Went straight to the disk, and the files are not there.
These are files I've not touched for months now, so tried to restore an earlier backup, and still not there.
Went to s3 to check backup files, and, even though the nextcloud app says there's backups from 3 weeks ago, the latest backup on amazon is from a week ago, and they're all incremental (I use
rsyncformat) and these files are not there.
I think s3 was configured to delete data after a while, but it was at least the same amount of days that cloudron is configured, a bit more. I did this once because my cloudron was not deleting old backups and I was getting huge bills from Amazon. And now it seems there are JUST incremental backups there and no full backups.
How can these files just not be there? And how can cloudron be reporting backups from three weeks ago when it was configured for 1 week?
An App backup that was created right before an app updates is also marked as special and persisted for 3 weeks. The rationale is that sometimes while the app itself is working fine, some errors/bugs only get noticed after a couple of weeks.
Maybe those are backups created before an update and were about to be deleted. Could it be that your s3 config was deleting files from the snapshot folder because they didn't change for a while? If so, you'd need to adjust that setting and let cloudron take care of the retention.
It makes sense that backup might be from an update, so thanks for clarifying that.
My s3 bucket was not set up to delete stuff that hasn't changed. I'm using the same settings I used before, and it used to be that I could restore from backups with no problems, but that was a good guess, I've just re-checked and there are no policies applied.

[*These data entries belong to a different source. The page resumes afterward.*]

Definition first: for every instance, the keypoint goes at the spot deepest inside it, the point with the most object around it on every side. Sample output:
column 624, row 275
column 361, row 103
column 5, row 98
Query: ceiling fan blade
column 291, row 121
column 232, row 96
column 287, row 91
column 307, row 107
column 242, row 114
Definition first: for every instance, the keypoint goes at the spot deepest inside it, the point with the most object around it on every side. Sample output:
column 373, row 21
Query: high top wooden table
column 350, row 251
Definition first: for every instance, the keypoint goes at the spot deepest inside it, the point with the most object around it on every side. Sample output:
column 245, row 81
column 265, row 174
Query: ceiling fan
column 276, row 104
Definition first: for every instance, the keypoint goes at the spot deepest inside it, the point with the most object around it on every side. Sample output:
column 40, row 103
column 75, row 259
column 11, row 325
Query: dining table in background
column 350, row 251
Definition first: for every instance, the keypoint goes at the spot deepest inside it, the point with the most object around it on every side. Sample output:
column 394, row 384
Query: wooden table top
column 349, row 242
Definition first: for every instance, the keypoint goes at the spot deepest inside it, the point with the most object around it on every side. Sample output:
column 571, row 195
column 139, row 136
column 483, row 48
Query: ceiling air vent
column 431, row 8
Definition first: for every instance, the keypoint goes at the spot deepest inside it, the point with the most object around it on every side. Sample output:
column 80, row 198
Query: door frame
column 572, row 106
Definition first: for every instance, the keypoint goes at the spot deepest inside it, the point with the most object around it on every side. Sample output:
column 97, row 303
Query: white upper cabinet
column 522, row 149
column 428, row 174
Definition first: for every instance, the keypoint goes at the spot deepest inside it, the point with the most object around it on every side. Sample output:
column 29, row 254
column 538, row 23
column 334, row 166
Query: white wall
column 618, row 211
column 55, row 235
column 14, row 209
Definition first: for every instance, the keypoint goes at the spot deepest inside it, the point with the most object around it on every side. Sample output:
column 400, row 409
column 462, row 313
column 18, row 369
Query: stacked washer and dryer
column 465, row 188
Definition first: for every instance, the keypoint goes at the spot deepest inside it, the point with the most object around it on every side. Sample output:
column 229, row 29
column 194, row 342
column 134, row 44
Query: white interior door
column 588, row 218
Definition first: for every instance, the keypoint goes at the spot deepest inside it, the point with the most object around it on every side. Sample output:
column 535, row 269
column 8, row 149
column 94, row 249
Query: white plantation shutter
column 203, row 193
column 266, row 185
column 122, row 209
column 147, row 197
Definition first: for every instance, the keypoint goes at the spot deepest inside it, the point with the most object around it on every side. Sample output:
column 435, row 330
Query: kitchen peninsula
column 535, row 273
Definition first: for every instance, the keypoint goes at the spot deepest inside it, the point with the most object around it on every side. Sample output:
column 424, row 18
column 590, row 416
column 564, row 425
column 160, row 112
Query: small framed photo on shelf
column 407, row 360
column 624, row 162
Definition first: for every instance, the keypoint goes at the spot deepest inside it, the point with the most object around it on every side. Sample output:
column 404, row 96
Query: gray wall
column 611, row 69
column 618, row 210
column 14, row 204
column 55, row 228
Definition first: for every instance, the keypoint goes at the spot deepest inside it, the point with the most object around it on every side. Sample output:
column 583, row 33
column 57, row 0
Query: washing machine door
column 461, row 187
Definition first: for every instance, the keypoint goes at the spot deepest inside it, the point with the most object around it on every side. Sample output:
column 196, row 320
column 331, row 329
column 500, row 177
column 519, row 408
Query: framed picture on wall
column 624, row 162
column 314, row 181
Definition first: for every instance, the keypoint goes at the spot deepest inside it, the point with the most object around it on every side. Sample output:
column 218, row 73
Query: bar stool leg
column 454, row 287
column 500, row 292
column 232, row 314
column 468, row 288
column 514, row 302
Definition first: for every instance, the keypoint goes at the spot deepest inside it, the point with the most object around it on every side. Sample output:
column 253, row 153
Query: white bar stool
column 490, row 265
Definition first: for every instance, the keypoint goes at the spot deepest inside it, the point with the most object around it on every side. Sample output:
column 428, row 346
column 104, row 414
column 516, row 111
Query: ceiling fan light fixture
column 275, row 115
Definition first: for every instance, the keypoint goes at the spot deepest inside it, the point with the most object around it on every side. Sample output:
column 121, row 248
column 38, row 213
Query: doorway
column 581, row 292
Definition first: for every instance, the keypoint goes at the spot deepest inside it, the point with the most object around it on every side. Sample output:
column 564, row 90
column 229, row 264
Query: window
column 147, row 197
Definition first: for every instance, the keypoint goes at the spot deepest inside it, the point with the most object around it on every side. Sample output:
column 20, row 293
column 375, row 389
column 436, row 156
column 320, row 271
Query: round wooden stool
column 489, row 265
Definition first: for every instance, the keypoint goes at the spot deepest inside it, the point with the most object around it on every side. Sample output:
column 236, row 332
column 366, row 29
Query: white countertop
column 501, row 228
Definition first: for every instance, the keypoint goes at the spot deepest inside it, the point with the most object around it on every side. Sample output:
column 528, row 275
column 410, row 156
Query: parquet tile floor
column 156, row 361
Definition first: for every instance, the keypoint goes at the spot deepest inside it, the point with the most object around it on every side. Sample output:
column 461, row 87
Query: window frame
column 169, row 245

What's weird to me now is that there are NO full backups inside the bucket. If my cloudron were to crash now, I'd just lose all my data, and I don't know how long it has been like that. How can it simply not have most of the data?
I'd love to know what's going on so I can trust these backups again and go back to storing important stuff on my nextcloud instance. I'm pretty much the only user, but I've lost everything that I was storing over there, and there was some pretty important stuff to me. I've come to terms with having lost everything, shit happens, but I'd like to be able to trust it again, is all.

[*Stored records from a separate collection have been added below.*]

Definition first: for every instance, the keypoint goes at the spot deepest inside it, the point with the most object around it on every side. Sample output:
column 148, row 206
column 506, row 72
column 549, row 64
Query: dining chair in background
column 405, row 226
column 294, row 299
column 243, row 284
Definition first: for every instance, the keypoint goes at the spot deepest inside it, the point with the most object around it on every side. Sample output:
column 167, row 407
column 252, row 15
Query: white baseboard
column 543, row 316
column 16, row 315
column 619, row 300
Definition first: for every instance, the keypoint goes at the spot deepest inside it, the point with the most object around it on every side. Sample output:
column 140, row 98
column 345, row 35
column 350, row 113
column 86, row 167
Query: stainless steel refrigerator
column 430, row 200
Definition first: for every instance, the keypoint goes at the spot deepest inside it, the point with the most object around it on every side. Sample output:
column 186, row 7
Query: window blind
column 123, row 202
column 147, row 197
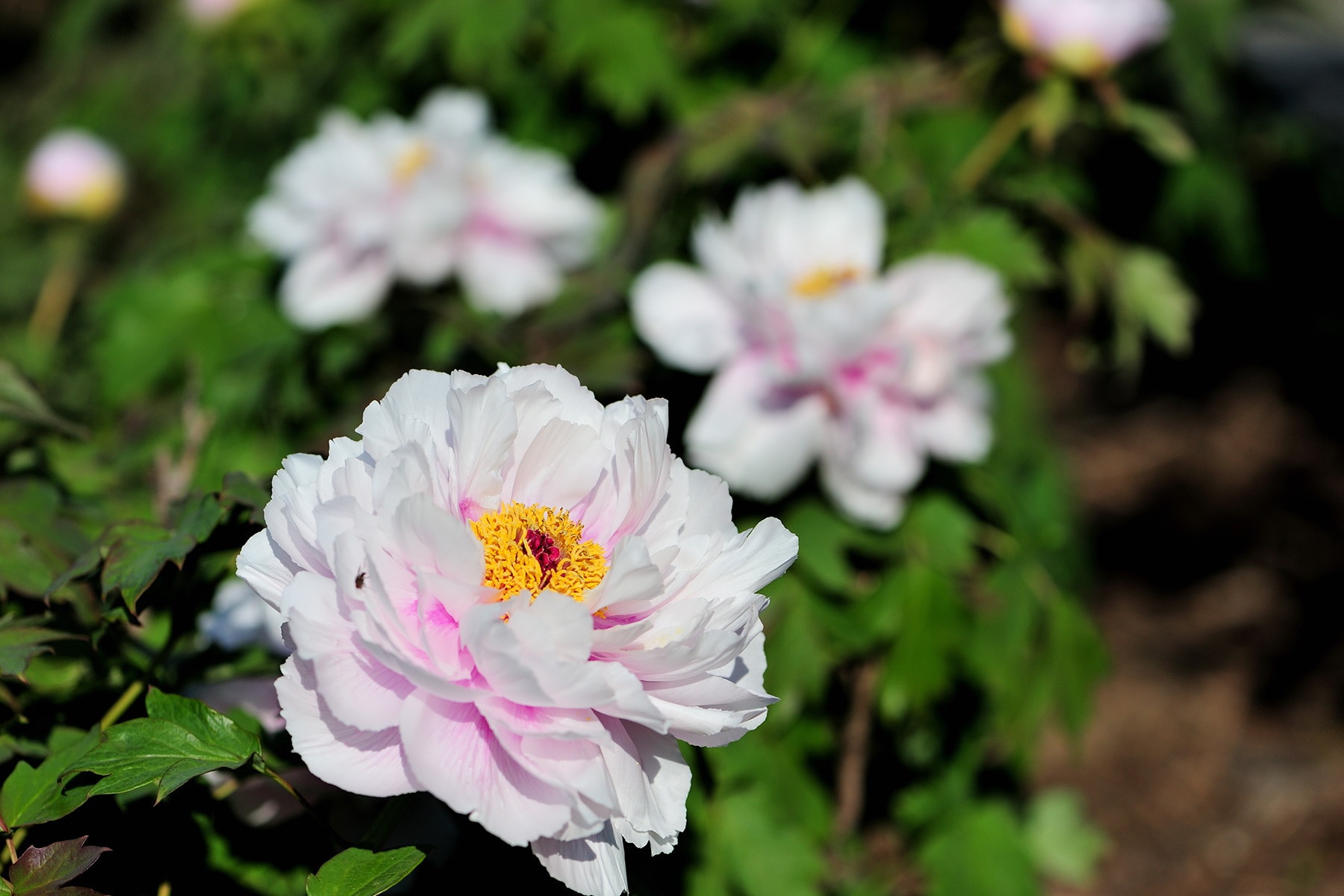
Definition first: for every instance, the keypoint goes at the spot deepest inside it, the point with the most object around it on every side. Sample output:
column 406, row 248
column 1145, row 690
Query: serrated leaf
column 361, row 872
column 1159, row 132
column 34, row 795
column 1063, row 842
column 940, row 532
column 241, row 491
column 181, row 739
column 1149, row 292
column 136, row 553
column 995, row 238
column 22, row 640
column 823, row 541
column 42, row 871
column 19, row 401
column 979, row 852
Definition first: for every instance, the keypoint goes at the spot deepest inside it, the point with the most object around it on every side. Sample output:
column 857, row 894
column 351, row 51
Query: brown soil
column 1216, row 756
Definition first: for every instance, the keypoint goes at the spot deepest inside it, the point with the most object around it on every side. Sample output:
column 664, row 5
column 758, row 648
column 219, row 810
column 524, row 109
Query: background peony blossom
column 74, row 173
column 819, row 355
column 1085, row 37
column 361, row 206
column 517, row 600
column 238, row 618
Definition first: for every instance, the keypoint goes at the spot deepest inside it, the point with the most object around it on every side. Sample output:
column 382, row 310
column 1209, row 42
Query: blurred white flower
column 238, row 618
column 72, row 172
column 821, row 356
column 1085, row 37
column 363, row 205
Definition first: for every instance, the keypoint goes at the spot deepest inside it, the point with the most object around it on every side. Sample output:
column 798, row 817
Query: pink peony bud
column 73, row 172
column 1085, row 37
column 213, row 13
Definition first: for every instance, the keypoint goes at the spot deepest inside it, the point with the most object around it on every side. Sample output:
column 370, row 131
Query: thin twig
column 853, row 750
column 124, row 702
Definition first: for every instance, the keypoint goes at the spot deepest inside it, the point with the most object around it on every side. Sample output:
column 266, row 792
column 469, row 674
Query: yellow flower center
column 410, row 161
column 532, row 548
column 823, row 281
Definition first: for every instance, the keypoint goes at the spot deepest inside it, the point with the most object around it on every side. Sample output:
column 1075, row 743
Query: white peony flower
column 819, row 355
column 361, row 206
column 517, row 600
column 1085, row 37
column 238, row 618
column 72, row 172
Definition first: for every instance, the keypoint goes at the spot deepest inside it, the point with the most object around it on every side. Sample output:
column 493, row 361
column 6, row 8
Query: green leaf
column 241, row 491
column 179, row 741
column 22, row 640
column 20, row 402
column 1151, row 294
column 134, row 555
column 258, row 877
column 359, row 872
column 979, row 852
column 823, row 541
column 42, row 871
column 1159, row 132
column 995, row 238
column 932, row 625
column 1063, row 842
column 940, row 532
column 33, row 795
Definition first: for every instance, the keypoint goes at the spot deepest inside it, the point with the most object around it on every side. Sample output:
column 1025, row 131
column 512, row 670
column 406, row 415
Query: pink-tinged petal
column 537, row 652
column 685, row 317
column 362, row 762
column 334, row 285
column 652, row 781
column 561, row 465
column 265, row 567
column 593, row 865
column 862, row 501
column 508, row 276
column 632, row 583
column 456, row 756
column 957, row 428
column 761, row 438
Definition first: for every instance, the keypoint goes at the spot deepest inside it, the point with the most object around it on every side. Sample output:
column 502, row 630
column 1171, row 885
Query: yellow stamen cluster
column 824, row 281
column 410, row 161
column 511, row 564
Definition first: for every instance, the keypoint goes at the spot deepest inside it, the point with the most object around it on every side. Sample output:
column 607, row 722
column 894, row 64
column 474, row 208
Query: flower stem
column 58, row 289
column 853, row 750
column 995, row 144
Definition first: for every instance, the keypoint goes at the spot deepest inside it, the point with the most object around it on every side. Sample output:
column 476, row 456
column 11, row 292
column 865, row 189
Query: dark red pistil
column 544, row 548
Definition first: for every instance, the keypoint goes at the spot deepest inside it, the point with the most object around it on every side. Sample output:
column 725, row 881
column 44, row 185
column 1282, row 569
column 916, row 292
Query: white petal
column 332, row 285
column 685, row 317
column 455, row 755
column 593, row 865
column 362, row 762
column 759, row 438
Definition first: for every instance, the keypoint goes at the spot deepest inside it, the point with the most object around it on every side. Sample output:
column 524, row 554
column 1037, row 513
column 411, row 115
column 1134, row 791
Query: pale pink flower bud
column 213, row 13
column 74, row 173
column 517, row 600
column 1085, row 37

Thanks for helping out, though.
And now it seems there are JUST incremental backups there and no full backups
@malvim Cloudron always does full backups, we don't have incremental backups. What's incremental is just the "upload" part (but this is an implementation details). From the users point of view, all backups are self-contained.
Since you are using rsync, are you saying, the backups on s3 are missing some files or are all files missing altogether? Also, if you go to the Activity Log and filter by backup, do you see any errors or completion events?

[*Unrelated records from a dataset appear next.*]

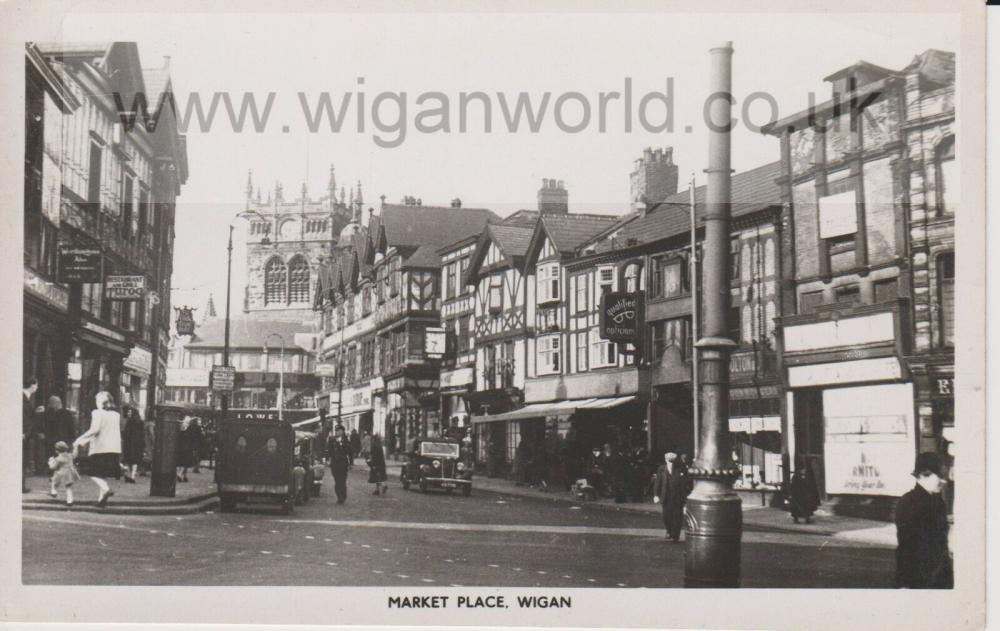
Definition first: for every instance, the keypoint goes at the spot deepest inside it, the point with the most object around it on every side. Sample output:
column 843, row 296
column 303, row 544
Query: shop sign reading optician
column 869, row 444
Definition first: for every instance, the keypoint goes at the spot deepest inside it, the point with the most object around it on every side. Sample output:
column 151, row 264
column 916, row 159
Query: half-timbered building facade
column 504, row 307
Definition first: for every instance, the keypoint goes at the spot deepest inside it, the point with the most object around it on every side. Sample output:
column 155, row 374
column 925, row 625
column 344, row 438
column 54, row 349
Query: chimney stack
column 553, row 198
column 654, row 178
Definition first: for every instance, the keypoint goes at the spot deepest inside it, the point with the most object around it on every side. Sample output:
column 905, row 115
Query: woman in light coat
column 104, row 439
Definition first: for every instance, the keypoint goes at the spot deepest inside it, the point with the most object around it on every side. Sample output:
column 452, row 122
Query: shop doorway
column 809, row 434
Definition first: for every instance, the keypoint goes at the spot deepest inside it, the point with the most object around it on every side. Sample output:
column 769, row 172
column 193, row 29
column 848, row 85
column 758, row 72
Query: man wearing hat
column 923, row 560
column 671, row 492
column 339, row 449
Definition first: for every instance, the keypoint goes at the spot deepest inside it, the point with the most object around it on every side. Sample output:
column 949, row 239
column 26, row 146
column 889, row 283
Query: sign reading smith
column 622, row 316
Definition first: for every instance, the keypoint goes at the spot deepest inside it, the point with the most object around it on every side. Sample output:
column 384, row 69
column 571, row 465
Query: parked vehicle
column 436, row 463
column 256, row 461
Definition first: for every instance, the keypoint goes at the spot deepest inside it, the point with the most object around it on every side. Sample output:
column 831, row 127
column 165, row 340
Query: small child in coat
column 64, row 472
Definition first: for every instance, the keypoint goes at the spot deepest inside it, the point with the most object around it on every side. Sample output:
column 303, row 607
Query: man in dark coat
column 57, row 425
column 29, row 430
column 355, row 440
column 339, row 449
column 672, row 488
column 923, row 560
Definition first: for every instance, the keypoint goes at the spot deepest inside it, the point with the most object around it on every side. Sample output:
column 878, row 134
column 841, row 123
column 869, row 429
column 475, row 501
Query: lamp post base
column 713, row 516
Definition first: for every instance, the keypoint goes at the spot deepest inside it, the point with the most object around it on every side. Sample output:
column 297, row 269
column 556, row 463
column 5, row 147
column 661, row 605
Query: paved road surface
column 408, row 538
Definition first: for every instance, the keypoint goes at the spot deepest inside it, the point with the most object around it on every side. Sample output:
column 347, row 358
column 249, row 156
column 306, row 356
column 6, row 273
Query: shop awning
column 555, row 408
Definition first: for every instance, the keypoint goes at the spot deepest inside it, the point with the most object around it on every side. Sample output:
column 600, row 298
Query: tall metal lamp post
column 281, row 373
column 229, row 279
column 713, row 515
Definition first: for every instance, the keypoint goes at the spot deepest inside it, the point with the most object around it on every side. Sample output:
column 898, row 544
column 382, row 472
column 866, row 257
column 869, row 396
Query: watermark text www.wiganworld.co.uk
column 390, row 116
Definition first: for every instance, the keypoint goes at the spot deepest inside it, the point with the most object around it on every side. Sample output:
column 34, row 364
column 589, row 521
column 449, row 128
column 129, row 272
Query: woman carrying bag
column 104, row 439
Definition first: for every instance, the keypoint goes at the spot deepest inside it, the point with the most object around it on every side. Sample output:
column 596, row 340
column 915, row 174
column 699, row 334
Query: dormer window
column 547, row 279
column 495, row 294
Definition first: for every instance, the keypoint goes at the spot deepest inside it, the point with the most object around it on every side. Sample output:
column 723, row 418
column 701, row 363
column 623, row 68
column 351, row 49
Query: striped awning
column 555, row 408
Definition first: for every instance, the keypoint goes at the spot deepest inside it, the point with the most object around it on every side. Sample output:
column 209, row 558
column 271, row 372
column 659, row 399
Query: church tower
column 284, row 249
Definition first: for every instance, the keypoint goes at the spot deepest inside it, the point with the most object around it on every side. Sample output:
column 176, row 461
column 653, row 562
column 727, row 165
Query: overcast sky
column 786, row 56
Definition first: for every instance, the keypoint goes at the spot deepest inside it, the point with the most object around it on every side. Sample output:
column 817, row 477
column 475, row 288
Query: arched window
column 946, row 298
column 275, row 282
column 947, row 176
column 298, row 279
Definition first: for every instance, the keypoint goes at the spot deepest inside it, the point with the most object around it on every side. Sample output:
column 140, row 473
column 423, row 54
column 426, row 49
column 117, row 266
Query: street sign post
column 223, row 378
column 126, row 288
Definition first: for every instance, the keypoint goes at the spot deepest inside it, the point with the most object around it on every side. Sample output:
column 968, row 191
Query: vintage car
column 256, row 461
column 309, row 470
column 436, row 463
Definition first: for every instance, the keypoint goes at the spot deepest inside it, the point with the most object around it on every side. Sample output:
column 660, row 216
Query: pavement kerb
column 646, row 509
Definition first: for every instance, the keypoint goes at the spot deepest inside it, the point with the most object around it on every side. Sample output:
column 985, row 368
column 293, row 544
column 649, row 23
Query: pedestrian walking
column 149, row 439
column 64, row 472
column 803, row 494
column 672, row 488
column 28, row 430
column 340, row 459
column 366, row 445
column 57, row 424
column 104, row 442
column 376, row 466
column 923, row 560
column 187, row 447
column 133, row 442
column 355, row 440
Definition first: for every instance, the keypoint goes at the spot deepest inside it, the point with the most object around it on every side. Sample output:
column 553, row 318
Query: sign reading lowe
column 622, row 316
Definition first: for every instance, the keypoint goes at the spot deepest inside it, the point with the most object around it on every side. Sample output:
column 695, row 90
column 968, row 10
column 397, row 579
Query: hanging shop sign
column 80, row 265
column 434, row 342
column 622, row 315
column 223, row 378
column 126, row 288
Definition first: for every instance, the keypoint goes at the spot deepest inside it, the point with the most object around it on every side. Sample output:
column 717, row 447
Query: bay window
column 548, row 355
column 495, row 293
column 602, row 352
column 547, row 279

@girish Hey! I'll check the completion events, but I went on s3 and the directories inside my backup buckets contain only a few files each.
Given that this atleast the second time this has happened, I will add a warning in the UI when a user selects rsync in the backup configuration.
@girish Yeah, I used to have lifecycle rules because cloudron at one point was not deleting older backups and I started getting huge bills from Amazon because of that, so I had to make sure stuff was deleted.
I also tried the other format for backups, but we were hitting a lot of timeouts and backups were failing, I remember you helped me out with this and I ended up choosing rsync because of that as well.
I removed the lifecycle rule now, but at this point there's just a bunch of corrupted backups and no full backup, and I'd like to not run into this again. How should I proceed to re-start the backup process correctly this time?
@malvim Best way is to change the format to tgz first. Click Save. Then Configure again and click rsync. This is a "hint" to the Cloudron UI to clean up old stuff/cache etc. Now, make a backup. All the files should appear in snapshots/.
BTW, with all the backup config options we put in the previous release, maybe you can just use tgz? I suggest this because S3 charges per API request which can be pricey if you have nextcloud with a lot of files. With tgz, we make only one API request compared to 100s of thousands in rsync mode.
I have also put a warning now in the UI to remove any lifecycle rules.
@girish Yeah, I think I might change to TGZ now... There were about 50GB of data on NextCloud on a quite large number of files. Along with all the other apps (like gitea with a bunch of repos, a couple of wordpress installs with some content.. I thought maybe that was too large for tgz backups, and think I maybe even talked to you on the chat and we thought rsync was the way to go in my case.
If you think that's not the case anymore and tgz could handle some tens of GB of data well, I'll be happy to switch and try it.
@malvim Yes, it should be able to handle up to 100GB easily. I have even seen it being used for ~200GB reliably.
@girish Sounds good, thanks.